My A/D box is a Sound Devices USB Pre 2.

I’m voicing inside a Whisper Room isolation booth that’s been pimped out with big bass traps, tons of acoustic foam, a big monitor for reading copy outside the window, and bright LED lights.


The computer that captures audio from the booth is a super tiny Intel NUC with an SSD drive (pictured).


How has new technology changed the way you work? The internet has been the biggest change. Prior to the mid 90’s, afternoons included an hour to get the reel to reel tapes labeled, boxed, FedEx or UPS labels printed, and a trip to the airport. Now, in minutes, I can deliver perfect quality audio anywhere in the world. Editing with a digital workstation happened near the same time and that has been an immense time saver for updates, revisions, and audio quality.
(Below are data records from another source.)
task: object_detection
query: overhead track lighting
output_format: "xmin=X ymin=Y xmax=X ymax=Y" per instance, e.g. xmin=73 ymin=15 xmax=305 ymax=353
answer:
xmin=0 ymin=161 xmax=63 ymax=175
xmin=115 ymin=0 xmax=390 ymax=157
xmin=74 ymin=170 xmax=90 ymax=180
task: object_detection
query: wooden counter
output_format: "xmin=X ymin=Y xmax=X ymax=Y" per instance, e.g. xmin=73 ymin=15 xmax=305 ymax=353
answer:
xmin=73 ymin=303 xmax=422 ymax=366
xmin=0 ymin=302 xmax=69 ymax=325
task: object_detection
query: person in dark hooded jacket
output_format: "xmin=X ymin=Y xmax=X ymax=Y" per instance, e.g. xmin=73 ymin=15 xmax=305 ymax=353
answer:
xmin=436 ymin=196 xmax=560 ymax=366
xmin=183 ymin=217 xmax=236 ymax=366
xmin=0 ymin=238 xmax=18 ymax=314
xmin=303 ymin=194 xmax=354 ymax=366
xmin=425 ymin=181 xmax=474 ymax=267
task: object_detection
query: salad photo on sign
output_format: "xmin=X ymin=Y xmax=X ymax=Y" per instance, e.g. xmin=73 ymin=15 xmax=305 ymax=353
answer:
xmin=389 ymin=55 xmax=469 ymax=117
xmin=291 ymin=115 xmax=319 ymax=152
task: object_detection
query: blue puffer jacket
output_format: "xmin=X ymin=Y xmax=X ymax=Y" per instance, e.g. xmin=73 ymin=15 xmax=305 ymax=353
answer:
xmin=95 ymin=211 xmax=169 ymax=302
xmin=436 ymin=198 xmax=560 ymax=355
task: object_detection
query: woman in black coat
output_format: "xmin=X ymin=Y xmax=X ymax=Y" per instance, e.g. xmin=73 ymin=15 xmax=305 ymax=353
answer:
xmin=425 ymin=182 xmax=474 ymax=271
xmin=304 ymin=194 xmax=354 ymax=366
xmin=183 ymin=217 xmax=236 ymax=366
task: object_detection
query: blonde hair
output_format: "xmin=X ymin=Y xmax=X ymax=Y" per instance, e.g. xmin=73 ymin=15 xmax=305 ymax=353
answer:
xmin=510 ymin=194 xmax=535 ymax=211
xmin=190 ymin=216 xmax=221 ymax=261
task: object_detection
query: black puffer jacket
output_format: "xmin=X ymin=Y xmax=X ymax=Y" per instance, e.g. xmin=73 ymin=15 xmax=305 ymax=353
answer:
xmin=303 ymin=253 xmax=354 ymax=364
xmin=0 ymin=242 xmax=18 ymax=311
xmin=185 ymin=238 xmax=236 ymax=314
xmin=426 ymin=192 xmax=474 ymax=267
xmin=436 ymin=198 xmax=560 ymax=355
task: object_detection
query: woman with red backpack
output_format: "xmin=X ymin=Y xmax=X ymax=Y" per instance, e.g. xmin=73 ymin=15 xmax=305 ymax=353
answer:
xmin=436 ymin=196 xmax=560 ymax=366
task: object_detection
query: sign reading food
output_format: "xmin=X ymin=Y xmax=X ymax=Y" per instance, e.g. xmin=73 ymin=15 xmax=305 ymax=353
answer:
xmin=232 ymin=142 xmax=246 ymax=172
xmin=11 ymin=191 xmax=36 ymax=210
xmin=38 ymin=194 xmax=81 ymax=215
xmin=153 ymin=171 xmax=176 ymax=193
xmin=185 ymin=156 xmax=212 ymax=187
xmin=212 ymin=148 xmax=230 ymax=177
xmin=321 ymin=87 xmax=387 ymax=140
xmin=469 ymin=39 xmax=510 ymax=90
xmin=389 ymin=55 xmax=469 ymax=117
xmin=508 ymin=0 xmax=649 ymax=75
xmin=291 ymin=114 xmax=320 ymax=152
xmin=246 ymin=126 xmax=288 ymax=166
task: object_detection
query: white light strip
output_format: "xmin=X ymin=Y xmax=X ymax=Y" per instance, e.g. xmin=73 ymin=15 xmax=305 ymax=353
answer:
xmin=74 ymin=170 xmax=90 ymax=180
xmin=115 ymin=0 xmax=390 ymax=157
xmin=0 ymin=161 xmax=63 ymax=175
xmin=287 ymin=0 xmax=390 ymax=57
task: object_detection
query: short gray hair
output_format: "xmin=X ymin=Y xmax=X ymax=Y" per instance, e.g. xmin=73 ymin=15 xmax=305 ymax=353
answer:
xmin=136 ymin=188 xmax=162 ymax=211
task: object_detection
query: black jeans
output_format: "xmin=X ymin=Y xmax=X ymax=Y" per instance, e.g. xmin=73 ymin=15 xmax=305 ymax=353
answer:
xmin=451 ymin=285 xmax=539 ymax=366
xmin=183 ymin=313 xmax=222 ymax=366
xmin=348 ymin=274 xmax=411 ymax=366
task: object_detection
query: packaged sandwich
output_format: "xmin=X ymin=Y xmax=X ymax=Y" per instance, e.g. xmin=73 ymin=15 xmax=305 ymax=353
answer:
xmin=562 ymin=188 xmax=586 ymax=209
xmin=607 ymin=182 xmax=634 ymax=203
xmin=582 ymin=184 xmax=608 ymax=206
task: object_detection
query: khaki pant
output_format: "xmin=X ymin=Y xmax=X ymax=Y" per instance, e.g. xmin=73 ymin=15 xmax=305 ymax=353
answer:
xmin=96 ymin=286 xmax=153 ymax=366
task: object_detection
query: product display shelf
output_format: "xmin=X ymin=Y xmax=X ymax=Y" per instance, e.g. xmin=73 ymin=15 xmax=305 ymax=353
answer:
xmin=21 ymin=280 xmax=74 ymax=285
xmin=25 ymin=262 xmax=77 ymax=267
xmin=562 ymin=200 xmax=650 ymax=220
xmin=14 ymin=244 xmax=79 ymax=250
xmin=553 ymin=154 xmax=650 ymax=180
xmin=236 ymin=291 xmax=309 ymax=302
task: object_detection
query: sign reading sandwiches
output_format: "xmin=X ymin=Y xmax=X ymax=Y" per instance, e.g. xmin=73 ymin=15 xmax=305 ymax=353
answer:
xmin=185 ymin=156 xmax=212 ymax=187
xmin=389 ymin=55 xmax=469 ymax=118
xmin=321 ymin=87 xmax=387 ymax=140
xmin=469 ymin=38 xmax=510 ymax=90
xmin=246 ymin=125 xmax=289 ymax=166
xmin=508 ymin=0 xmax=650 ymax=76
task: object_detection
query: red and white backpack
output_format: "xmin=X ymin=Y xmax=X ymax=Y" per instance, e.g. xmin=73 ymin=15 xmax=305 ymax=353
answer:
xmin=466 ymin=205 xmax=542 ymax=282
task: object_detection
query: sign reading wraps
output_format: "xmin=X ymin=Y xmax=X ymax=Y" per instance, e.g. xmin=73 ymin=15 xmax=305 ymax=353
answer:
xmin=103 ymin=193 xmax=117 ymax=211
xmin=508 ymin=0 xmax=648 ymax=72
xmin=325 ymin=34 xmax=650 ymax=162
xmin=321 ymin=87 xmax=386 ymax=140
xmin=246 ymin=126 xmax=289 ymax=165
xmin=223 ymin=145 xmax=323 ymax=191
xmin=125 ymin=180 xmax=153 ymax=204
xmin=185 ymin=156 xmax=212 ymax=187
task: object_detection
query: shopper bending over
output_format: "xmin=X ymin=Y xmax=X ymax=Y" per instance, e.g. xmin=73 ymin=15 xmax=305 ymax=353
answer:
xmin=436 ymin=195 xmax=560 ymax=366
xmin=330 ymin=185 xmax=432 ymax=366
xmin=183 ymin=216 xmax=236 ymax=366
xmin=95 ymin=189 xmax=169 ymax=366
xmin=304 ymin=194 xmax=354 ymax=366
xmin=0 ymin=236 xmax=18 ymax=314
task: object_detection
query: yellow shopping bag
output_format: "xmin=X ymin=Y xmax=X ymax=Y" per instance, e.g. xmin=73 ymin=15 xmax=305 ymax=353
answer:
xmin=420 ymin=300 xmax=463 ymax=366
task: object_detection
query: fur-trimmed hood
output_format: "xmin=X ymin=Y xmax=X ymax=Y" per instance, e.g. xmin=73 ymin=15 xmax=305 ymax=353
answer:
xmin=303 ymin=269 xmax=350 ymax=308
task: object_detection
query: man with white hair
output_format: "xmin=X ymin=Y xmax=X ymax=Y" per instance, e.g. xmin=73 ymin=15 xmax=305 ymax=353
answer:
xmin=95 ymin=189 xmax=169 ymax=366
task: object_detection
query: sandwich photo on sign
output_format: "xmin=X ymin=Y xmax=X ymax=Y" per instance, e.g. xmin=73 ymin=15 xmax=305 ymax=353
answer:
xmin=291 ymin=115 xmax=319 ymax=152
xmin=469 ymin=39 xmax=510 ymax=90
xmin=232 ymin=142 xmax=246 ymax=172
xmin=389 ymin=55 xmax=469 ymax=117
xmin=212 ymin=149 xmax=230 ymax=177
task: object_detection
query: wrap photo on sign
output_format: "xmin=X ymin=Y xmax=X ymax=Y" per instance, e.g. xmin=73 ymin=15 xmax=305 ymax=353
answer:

What is the best voice processing trick or voice-over technique anybody should know? The more processing you use, the fewer options the producer or station has. I use much less eq and compression today than ten years ago. Years ago, most producers didn’t have great tools at their disposal to get a voice to sit well in a mix. Today for under $100, most producers can buy a couple solid plugins that will work well on voices and get them in the dynamic window without over squashing everything. That’s a concern for voiceover talent and producers today: many have learned how to craft their read with tons of help from processing. When that edgy filtered effect is no longer in style, will they have a read they are known for? Producers that instinctively patch loads of compression or limiting are missing out on an opportunity to learn to build a great mix and use dynamics to tell the story. Use a tiny bit of compression or limiting and let the station processing shape it and make it loud. If you’re delivering a squashed vo, then the producer is using loads of plugins and squashing the work further, then it hits the overall station processing…it’s going to be missing some life. Sure it’ll be loud, but it’s lost some life along the way.

When it comes to VO work, studio & gear, what are your most ingenious methods/discoveries for saving time and cash?
A friend in the business watched me work and said I’m an editing ninja. Many times I edit visually—I see the breaths I want to reduce, or see a retake that needs to be edited out without having to listen. I’ve bought quite a lot of used gear over the years to try it out. If I don’t end up liking it, then I sell it for near the same. Occasionally I’ve made money trying out new gear! And I’m good with using a $500 piece of gear if it sound as good as a $2500 piece. I’ve tried some $5000 mics that didn’t sound as good as a different $500 mic for my voice. My mixes are usually listened to on some average speakers…sometimes a $150 Bluetooth sound dock. If the voice will cut through on an average system, it’ll sound great on a big system.

Do you have a different approach to reading radio copy as opposed to TV/Radio commercial ads? There is a vast difference between reading a promo for a station and reading a national commercial advertisement. Well written copy tells a story. You have to be a storyteller to read national ads.